A sudden blast nearly sent her tottering into his arms. She recovered herself, looked at him in speechless indignation as if he had ordered it, pushed open the gate, and the black tracery of bars swung back into its place, dividing them.

Reynold stood where she had left him, gazing after her. She went a little way up the drive, and then lingered, half turning as if she thought some one had called.
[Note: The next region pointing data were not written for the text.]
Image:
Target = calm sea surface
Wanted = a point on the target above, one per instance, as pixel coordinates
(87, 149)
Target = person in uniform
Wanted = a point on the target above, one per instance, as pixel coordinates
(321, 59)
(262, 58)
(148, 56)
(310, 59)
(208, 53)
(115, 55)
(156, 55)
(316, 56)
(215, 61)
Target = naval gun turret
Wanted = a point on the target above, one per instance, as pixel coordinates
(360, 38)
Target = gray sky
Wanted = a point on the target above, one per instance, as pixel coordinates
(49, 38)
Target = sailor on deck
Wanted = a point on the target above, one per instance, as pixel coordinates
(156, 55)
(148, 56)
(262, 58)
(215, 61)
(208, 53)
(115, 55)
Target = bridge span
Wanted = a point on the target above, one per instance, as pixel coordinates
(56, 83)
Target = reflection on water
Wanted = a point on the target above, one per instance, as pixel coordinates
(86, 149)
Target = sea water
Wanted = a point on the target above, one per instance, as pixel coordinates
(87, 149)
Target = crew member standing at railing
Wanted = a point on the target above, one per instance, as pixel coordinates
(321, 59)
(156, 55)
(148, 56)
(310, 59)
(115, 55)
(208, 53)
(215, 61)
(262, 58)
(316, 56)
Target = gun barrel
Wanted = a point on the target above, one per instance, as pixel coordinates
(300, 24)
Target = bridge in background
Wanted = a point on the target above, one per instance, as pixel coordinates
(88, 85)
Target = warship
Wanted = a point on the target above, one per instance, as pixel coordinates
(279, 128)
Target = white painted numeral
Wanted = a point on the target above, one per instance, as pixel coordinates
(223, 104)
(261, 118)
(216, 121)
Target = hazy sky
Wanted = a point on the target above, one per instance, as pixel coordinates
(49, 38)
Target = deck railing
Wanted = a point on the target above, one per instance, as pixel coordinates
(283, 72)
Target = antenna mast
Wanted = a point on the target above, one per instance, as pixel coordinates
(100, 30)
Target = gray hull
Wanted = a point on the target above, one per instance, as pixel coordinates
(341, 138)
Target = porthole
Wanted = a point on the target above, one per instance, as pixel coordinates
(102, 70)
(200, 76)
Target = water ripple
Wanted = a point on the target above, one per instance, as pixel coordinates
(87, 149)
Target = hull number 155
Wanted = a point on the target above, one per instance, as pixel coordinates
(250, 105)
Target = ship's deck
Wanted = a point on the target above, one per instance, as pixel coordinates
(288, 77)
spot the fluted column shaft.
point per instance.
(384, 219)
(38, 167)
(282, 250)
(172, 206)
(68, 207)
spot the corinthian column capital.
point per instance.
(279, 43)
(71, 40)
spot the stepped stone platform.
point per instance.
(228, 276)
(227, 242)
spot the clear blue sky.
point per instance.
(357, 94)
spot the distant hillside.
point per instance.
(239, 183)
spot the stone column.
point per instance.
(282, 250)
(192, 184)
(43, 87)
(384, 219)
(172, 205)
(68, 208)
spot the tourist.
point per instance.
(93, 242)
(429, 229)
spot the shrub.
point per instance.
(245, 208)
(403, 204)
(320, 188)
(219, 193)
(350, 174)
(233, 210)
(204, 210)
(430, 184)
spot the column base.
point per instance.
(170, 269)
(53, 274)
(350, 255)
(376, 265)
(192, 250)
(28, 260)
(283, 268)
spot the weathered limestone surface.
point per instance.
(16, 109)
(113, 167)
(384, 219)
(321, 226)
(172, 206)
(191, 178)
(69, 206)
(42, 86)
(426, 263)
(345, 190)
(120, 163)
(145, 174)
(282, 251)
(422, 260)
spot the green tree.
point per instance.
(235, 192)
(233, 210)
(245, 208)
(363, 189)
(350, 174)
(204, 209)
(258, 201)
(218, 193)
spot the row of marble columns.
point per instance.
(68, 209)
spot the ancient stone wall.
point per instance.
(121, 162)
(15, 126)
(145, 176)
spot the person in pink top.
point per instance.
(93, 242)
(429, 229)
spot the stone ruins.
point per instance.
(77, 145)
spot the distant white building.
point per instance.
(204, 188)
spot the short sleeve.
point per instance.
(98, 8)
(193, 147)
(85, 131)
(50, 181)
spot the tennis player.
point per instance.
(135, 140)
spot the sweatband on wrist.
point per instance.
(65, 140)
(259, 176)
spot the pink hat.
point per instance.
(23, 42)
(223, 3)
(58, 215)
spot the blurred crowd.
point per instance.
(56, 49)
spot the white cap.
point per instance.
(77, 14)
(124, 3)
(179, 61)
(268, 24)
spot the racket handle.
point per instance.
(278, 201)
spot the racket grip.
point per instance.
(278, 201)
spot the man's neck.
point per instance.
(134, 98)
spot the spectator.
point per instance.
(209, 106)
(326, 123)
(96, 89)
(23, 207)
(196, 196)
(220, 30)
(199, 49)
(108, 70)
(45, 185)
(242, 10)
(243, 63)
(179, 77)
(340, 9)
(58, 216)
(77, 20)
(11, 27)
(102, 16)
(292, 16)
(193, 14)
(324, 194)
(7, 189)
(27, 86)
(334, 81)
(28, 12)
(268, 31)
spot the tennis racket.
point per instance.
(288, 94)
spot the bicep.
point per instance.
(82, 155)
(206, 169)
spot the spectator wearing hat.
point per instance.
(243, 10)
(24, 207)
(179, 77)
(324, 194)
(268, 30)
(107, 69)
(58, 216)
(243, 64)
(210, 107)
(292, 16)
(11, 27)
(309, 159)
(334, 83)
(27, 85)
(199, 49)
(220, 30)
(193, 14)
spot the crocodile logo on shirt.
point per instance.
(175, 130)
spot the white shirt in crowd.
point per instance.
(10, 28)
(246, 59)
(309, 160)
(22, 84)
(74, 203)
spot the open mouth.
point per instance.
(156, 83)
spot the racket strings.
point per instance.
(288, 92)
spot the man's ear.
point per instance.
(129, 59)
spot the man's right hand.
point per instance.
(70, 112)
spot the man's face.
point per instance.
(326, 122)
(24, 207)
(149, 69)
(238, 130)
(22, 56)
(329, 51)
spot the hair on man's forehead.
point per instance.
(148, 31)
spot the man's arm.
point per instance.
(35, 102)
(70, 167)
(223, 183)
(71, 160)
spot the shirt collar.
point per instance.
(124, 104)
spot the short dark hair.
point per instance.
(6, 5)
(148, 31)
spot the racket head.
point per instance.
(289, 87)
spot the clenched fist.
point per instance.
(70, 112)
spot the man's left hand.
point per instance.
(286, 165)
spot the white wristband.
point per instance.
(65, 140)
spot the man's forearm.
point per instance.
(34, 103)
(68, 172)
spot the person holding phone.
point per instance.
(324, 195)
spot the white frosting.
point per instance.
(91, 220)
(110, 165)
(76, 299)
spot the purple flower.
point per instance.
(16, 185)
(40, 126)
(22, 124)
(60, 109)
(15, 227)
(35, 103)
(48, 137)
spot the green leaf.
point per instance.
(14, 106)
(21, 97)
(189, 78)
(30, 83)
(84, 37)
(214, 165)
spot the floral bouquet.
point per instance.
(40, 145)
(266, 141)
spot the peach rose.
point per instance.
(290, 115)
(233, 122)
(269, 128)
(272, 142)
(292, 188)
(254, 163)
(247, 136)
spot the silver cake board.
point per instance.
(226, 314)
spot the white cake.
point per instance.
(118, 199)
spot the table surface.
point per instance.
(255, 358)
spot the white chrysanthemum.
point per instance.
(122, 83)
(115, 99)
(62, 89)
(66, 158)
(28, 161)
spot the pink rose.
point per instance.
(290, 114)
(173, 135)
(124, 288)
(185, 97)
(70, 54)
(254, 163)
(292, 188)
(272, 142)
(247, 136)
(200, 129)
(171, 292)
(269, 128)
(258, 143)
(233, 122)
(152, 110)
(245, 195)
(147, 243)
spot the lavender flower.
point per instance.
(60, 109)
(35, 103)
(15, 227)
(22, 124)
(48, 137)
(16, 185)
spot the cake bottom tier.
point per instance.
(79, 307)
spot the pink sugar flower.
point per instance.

The ground on which she stood was dry and white in the moonshine, and dappled with fantastic, moving shadows. The little old trees fought against the wind, swaying their bare, misshapen arms above her head. The stone balls on either side of the entrance gleamed like skulls in the pale light, guarding the avenue to the sepulchral house, with its glassy rows of windows. For a moment the picture was as clear as day, with Barbara standing in the middle of the road; then a great wave of stormy cloud rolled up and overtopped the moon, and in the dusky confusion she vanished.